Soil map of Polly’s Bend. All the map unit symbols beginning with “C” are dominated by the Chenault series. Hu, ErB, AsB, and No symbols indicate younger alluvial terrace and floodplain soils.

Taking into account the old alluvium represented by rounded gravels and the Chenault soils, the slip-off slope topography (see the previous post) and the location of the more modern alluvial and terrace soils, one can estimate the former channel position pre-incision:

Thick blue line shows estimated pre-incision Kentucky River channel.

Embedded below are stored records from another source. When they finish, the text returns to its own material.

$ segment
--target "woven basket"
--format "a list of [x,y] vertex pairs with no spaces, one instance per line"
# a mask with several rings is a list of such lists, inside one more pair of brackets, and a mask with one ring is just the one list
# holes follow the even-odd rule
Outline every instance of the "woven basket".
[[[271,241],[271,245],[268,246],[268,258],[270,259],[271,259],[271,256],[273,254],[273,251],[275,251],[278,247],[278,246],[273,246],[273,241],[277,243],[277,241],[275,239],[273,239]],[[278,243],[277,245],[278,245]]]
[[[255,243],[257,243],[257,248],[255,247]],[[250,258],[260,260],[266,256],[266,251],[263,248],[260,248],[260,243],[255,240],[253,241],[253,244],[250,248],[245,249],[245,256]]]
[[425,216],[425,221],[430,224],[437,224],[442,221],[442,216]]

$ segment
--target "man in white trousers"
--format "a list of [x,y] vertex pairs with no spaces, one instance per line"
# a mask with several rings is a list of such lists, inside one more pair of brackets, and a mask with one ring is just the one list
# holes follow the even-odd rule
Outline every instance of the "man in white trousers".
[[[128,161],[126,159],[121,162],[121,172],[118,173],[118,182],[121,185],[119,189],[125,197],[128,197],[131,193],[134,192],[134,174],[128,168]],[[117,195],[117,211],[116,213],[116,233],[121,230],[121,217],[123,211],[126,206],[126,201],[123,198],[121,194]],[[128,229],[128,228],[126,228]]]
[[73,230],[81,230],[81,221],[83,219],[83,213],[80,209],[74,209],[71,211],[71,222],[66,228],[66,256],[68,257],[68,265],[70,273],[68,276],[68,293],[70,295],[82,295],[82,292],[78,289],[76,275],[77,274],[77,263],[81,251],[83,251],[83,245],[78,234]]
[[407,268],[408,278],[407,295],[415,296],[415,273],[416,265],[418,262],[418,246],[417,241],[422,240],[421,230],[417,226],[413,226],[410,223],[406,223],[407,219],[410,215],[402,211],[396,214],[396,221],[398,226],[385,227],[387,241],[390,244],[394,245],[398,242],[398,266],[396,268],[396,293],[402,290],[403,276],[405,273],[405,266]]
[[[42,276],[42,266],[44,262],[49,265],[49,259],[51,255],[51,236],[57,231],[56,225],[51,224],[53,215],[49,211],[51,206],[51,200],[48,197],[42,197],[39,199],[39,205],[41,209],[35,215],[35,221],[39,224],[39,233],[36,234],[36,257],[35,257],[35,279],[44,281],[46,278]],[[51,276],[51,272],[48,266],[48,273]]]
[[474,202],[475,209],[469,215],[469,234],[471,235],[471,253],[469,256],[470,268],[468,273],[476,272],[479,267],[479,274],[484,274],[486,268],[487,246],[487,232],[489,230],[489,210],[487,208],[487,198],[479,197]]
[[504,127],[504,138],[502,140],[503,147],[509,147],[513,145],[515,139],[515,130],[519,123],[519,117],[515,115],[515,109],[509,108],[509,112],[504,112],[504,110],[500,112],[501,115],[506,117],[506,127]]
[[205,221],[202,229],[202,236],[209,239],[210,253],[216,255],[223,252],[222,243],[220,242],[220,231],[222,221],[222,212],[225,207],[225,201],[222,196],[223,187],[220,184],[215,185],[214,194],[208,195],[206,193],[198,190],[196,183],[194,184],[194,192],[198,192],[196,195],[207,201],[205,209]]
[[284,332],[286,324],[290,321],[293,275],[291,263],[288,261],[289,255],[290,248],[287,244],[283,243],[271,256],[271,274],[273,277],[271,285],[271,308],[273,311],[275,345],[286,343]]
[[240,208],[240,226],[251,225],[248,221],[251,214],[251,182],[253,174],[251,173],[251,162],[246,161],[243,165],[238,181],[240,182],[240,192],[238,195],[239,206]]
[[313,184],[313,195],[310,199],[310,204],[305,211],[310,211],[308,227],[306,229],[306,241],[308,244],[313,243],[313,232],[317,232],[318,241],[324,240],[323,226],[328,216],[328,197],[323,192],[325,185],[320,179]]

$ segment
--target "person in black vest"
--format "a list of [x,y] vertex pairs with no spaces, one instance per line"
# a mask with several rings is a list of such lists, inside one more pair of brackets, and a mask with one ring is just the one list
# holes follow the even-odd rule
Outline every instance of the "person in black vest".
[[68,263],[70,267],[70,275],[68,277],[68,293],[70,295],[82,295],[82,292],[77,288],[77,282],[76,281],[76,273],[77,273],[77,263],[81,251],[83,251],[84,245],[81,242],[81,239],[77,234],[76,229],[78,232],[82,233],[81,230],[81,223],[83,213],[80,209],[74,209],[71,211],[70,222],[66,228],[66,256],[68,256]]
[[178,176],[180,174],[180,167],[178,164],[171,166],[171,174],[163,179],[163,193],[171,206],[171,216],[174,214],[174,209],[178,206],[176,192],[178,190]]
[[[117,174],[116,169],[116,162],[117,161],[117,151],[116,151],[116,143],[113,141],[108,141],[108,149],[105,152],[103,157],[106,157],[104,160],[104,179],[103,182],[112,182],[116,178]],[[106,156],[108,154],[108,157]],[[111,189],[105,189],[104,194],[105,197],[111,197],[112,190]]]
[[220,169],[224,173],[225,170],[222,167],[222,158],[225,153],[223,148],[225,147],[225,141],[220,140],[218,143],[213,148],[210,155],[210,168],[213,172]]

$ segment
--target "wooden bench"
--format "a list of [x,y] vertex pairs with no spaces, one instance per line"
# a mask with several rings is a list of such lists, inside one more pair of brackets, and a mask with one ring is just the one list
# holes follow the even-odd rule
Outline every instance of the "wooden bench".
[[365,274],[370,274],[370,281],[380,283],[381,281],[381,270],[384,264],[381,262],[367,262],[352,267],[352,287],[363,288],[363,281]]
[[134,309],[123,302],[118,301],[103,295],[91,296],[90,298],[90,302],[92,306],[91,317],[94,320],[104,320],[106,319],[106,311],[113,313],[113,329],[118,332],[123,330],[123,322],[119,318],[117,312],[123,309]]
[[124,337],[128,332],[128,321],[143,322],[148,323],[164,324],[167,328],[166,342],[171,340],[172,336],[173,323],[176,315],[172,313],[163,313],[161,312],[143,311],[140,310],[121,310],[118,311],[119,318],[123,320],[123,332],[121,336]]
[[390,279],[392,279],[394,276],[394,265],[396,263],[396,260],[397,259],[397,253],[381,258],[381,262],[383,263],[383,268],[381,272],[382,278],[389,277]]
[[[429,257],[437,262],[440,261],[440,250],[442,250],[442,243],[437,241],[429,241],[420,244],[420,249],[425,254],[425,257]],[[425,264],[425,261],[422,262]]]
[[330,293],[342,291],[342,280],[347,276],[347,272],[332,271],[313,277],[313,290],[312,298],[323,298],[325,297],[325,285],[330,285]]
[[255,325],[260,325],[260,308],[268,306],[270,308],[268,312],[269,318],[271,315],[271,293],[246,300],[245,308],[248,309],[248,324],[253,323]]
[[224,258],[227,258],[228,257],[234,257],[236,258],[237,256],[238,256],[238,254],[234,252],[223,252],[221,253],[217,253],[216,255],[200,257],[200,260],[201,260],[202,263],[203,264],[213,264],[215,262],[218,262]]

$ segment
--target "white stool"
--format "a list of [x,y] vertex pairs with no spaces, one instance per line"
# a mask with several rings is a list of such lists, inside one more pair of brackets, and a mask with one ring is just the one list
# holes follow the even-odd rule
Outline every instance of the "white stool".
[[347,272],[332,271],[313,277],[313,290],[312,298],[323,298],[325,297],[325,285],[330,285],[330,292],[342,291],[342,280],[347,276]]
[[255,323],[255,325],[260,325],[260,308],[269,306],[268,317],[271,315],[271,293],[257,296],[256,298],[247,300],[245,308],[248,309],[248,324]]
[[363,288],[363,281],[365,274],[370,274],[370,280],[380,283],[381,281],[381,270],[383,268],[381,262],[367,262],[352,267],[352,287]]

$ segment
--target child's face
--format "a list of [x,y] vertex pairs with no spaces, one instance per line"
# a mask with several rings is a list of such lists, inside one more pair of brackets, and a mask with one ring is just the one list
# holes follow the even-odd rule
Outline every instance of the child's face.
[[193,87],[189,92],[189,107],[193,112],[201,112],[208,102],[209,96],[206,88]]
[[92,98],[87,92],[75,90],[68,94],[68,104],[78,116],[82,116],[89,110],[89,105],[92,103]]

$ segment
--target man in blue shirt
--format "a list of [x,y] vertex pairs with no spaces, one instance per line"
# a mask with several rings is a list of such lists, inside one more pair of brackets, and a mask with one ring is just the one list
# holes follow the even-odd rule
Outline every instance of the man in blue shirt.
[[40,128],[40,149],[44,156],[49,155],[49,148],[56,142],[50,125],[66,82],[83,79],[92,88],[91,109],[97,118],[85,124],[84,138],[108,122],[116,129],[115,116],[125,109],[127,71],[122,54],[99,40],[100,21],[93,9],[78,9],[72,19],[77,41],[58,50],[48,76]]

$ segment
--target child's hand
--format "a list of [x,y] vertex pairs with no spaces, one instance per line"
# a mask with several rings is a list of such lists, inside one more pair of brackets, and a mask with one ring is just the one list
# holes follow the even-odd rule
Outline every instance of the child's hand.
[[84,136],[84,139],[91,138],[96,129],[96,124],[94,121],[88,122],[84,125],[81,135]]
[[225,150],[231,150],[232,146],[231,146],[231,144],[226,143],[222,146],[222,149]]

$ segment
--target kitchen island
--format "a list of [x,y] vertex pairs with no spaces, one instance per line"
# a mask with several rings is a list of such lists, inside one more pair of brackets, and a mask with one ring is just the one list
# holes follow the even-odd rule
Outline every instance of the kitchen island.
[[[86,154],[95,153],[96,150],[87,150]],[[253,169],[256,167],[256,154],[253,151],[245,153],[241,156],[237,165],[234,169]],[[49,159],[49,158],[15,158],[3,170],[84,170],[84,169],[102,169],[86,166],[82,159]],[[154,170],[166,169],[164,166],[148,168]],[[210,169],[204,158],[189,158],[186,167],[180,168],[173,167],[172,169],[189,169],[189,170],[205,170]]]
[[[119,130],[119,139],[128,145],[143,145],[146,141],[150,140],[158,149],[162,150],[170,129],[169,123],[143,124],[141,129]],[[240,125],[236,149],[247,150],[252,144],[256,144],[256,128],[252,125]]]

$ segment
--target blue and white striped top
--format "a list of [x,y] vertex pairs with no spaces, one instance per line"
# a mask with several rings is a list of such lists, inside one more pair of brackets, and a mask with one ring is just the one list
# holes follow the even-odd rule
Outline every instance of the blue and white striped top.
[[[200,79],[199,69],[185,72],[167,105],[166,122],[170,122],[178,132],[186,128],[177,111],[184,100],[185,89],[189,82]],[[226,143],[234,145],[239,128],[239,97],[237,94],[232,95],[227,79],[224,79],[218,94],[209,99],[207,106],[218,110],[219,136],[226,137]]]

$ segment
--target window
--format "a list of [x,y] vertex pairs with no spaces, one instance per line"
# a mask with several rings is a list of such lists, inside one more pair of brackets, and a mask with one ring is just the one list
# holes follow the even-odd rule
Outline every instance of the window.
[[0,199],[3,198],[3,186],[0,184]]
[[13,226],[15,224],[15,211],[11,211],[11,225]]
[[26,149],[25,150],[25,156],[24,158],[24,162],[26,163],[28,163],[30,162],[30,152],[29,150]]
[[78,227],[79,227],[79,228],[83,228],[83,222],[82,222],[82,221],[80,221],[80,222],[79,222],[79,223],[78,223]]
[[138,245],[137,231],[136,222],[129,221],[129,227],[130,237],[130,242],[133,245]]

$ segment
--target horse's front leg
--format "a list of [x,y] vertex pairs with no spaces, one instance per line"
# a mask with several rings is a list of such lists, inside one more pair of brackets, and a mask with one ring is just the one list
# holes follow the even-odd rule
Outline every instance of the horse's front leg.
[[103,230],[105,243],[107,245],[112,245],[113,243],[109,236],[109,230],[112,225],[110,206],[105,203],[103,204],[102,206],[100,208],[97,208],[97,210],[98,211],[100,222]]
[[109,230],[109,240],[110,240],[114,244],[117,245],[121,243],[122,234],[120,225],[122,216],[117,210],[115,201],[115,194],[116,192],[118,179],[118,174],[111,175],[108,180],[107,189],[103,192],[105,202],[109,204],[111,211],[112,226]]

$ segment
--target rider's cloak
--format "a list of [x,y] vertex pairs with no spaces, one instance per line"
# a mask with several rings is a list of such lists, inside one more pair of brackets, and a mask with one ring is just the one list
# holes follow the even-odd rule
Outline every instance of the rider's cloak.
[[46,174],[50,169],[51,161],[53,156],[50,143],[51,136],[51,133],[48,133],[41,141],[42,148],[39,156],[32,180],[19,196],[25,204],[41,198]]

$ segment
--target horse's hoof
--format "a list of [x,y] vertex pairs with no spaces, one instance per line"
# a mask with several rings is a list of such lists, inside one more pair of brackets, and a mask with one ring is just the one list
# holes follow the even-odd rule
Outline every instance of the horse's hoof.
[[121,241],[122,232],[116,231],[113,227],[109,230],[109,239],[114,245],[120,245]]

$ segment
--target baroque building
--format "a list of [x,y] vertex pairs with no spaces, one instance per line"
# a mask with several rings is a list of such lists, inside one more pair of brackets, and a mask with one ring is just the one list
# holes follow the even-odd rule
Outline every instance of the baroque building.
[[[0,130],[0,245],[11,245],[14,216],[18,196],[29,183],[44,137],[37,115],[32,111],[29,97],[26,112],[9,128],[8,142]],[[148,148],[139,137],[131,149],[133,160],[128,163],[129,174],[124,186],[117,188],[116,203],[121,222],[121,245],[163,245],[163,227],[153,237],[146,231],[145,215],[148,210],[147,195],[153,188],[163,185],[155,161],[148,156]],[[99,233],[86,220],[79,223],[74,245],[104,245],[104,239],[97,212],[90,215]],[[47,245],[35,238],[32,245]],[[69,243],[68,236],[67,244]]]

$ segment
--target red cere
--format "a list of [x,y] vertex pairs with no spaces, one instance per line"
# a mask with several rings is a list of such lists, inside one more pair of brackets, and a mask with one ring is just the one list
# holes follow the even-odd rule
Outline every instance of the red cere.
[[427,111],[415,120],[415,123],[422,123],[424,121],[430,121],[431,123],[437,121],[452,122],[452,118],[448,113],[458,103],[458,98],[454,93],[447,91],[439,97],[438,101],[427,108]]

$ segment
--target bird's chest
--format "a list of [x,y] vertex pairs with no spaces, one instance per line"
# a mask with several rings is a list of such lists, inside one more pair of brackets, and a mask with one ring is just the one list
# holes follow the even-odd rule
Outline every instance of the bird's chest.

The former and current channel positions indicate that some portions of the channel have migrated laterally by as much as 1.5 to 2 km! This seems like a lot for a bedrock channel, but only requires a mean rate of roughly a centimeter a year, so it is entirely plausible. But what caused a fairly typical bend for this stretch of river (in terms of its geometry) to develop into an increasingly tight, complex, gooseneck meander? Geomorphic processes rarely operate at a steady rate, either. Most likely the migration has occurred in fits and starts, with a few episodes of relatively rapid movement separated by periods of little or no migration. What kind of events might these have been, and what triggered them? And what do all those dolines (sinkholes) tell us?

Surface relief of NW Polly’s Bend—note the small depressions, which are karst sinkholes (dolines; indicated by diamond symbols on the soil maps).

I’ll explore these later on, as time allows. Could be a few days or a few months, depending on whatever else comes up to suck up my time or sidetrack my easily-distracted attention.